Providing safe and affordable drinking water is a cornerstone in the UN Sustainable Development Goal 6 (SDG 6). This requires a combination of high quality water sources, effective treatment plants and an efficient distribution network with minimum water loss. Water supply in Denmark is highly decentralised with waterworks situated all over the country. Quite uniquely, the country uses groundwater as its sole source of drinking water. As a result, only simple treatment is needed and tap water is not chlorinated thanks to a highly efficient distribution system where bacteria and other impurities are minimised. Danish companies working abroad have also developed decentralised solutions for water supply in remote areas.
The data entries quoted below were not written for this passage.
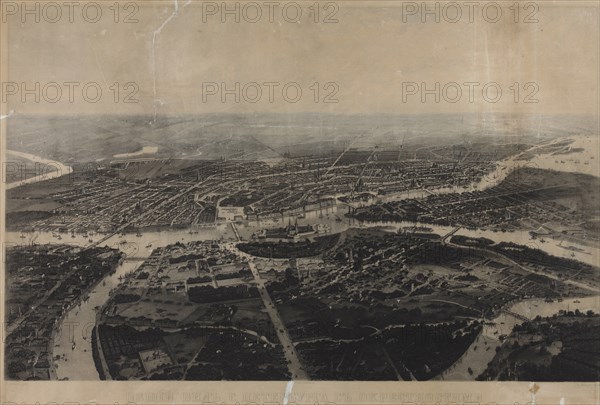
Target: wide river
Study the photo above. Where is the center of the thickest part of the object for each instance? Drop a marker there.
(76, 362)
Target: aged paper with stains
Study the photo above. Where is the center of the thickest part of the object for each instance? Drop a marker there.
(300, 202)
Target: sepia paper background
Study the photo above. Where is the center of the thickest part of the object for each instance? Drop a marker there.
(369, 53)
According to the UN, global water consumption will increase with up to 30 percent by 2020. In order to meet the future demand, there needs to be a strong focus on efficient water distribution. Non-Revenue Water (NRW) or urban water loss is a major global challenge as 25-50 percent of all distributed water globally is lost or never invoiced due to illegal connections, inaccurate billing systems, inaccurate metering, physical leakages, deteriorating infrastructure, wrong water pressure management, etc. Danish water utilities have managed to achieve a national NRW average of just 8 percent. Each utility has developed its own strategy tailored to local circumstances, which typically includes a holistic NRW master plan, ongoing monitoring and pressure management aa well as the use of high quality components such as water meters, valves, pumps and pipes.